On Good Friday, Remember the Ongoing Suffering of Your Brothers and Sisters in Iraq
For the first time since ISIS drove all the Christians from Iraq’s Nineveh Plain in 2014, the Christian town of Qaraqosh celebrates Easter after many of its families have returned. On this Good Friday, we visit Qaraqosh to meet with Christians there. Today we meet with Adrian (20), who shares the ongoing suffering of Iraqi Christians and asks you to stand with him in prayer.
Adrian is 20 years old and lives in Qaraqosh, Iraq. He is one of the 25,000 Christians who returned there last year. Recently, he works in an optician shop in one of Qaraqosh’s shopping streets.

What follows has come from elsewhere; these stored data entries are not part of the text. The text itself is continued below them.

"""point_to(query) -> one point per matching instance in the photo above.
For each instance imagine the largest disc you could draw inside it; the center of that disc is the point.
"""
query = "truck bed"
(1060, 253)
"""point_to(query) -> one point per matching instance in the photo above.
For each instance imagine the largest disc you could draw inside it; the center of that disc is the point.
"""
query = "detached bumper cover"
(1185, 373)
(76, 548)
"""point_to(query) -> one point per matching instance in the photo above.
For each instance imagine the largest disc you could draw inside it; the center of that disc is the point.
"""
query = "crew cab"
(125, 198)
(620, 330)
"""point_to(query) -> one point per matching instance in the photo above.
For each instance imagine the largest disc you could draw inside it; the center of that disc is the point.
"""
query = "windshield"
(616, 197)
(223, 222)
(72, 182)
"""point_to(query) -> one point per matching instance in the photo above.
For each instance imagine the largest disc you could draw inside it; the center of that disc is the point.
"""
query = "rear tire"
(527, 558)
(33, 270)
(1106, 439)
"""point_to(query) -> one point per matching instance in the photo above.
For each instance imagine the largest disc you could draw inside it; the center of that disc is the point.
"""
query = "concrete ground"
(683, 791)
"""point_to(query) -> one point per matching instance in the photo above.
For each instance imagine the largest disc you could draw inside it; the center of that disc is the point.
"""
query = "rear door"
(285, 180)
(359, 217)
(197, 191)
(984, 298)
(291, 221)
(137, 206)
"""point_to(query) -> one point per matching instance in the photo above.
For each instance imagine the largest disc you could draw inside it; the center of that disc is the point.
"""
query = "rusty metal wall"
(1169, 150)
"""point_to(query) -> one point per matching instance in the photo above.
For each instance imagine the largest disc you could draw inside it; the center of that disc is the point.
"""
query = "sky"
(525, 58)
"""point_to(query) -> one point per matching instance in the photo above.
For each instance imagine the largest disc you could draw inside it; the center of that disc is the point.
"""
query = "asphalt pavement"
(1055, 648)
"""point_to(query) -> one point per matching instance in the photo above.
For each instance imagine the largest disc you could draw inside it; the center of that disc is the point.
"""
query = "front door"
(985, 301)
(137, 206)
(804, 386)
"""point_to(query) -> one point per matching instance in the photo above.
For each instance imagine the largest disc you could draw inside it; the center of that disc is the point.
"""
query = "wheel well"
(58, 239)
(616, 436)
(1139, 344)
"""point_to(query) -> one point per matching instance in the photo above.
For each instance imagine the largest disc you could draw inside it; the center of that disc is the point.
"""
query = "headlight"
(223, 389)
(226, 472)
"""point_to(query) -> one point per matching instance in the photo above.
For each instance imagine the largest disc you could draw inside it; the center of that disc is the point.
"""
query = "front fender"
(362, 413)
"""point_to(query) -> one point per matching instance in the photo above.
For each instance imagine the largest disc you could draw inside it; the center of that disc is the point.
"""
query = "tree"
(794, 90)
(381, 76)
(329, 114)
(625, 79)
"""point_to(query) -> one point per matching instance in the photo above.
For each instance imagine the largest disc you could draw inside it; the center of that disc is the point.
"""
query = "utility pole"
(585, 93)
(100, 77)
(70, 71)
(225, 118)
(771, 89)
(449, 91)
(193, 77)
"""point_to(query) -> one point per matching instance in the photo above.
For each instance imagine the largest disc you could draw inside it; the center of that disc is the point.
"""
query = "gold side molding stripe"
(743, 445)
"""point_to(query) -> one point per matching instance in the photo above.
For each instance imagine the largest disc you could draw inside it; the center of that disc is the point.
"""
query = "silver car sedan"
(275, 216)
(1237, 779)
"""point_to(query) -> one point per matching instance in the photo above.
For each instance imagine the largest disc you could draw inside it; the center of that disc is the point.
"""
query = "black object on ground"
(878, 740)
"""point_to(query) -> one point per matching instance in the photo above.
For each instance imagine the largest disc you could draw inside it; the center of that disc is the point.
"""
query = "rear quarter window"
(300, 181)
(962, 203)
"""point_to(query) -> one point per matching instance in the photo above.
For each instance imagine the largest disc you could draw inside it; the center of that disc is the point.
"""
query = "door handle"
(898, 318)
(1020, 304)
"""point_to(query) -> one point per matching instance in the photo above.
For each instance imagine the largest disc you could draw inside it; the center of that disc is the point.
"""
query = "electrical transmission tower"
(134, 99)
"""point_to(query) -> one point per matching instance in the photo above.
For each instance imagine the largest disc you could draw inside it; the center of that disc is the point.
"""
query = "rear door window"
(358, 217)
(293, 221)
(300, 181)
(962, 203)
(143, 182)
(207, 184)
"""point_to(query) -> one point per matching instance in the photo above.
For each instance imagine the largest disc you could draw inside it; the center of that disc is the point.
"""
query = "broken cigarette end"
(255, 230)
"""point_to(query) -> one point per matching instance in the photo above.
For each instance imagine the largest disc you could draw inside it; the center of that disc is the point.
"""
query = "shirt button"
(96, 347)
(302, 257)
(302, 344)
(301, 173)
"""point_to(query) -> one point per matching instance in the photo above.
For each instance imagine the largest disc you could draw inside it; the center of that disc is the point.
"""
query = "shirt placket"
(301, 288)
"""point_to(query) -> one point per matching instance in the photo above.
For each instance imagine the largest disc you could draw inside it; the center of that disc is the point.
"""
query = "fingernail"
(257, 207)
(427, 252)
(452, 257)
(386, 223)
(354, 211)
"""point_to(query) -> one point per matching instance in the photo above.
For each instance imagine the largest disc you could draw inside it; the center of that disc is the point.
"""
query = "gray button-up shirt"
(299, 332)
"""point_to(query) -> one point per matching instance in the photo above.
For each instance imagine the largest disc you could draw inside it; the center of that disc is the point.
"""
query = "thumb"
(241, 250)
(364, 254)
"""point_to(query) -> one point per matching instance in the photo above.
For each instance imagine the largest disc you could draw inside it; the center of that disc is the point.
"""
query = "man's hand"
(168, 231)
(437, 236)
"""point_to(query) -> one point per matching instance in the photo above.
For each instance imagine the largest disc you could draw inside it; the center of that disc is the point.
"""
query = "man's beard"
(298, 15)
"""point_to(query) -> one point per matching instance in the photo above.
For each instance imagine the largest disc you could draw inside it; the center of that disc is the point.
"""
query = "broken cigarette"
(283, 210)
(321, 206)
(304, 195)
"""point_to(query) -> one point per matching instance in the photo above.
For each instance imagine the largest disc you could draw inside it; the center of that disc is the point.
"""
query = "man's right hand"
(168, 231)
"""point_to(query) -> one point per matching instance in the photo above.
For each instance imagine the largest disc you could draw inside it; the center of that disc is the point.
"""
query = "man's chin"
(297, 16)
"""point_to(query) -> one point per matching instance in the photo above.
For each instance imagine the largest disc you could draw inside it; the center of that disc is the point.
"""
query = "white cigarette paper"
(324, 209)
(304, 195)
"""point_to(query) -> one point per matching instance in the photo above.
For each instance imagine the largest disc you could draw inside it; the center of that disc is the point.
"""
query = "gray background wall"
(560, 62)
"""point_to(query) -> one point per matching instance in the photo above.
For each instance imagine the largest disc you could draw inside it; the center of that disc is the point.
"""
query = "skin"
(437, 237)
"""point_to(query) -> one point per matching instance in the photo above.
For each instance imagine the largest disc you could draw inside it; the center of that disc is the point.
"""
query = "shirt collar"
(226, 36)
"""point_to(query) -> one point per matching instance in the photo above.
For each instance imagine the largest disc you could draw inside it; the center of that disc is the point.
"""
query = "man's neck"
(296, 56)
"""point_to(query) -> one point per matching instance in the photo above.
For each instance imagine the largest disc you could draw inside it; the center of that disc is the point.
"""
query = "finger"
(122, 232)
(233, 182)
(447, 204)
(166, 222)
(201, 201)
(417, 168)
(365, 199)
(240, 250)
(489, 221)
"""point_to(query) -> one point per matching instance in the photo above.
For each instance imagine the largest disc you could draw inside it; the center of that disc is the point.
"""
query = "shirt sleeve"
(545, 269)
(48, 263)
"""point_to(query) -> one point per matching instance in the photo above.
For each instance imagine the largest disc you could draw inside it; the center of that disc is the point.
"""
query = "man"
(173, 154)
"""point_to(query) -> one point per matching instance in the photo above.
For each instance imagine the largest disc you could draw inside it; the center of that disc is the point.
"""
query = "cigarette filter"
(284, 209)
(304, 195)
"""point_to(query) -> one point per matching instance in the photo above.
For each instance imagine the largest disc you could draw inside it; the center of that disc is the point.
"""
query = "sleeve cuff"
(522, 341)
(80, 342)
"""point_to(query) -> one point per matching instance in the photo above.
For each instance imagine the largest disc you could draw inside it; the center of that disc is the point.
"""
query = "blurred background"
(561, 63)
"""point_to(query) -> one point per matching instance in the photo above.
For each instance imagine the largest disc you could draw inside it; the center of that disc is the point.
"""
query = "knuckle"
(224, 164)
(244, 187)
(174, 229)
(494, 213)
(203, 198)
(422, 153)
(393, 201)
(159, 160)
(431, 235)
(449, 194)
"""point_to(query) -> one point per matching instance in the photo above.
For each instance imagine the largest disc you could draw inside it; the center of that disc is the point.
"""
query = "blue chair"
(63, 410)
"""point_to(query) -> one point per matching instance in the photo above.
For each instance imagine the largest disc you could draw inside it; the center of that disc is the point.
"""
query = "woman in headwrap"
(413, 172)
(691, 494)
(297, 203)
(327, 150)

We speak with him on the square of the iconic Tahira Church in Qaraqosh, one of the largest churches in the Middle East. This courtyard was used by ISIS as a shooting range, a training ground for new terrorists. The marble pillars of the church are riddled with bullets and still remain as silent witnesses to ISIS’ hate of Christianity and the cross.
There has been a lot of focus on ISIS in the international media the last few years. But on this Good Friday—the day where Christians all around the world remember Jesus’ suffering—this young believer points out that Christians in Iraq already are under pressure long before ISIS came, and that they still feel threatened today. “So, suffering is something that Iraqi Christians can identify with, very easily.”
Christians are kidnapped, hurt and killed
Adrian paints a broader picture of decades of pressure on Christians from Qaraqosh. “For example, during the war between Iraq and Iran in the nineteen-eighties, many people from Qaraqosh were captured or killed. We still feel the effects of that in our community,” he says.
There is a museum in the center of Qaraqosh, where all the killed and disappeared soldiers from the village are remembered. Several of Adrian’s relatives are among them.
“But also more recently: from 2003 up until today, Christians are getting kidnapped, hurt and killed all the time,” he says. “Especially in cities like Mosul and Bagdad. Just earlier this month, three Christians were stabbed to death in Baghdad.”
Stand with Adrian this Easter
The message this young Christian has on his heart to share with us is that living here as a Christian in Iraq will always be a challenge. “Just realize that,” is what he asks.
“And yet,” he says. “My grandparents, my family, myself; we are still here. Still standing. Can I ask you to stand with us in your prayers this Easter? Because we want to remain here. Thank you very much.”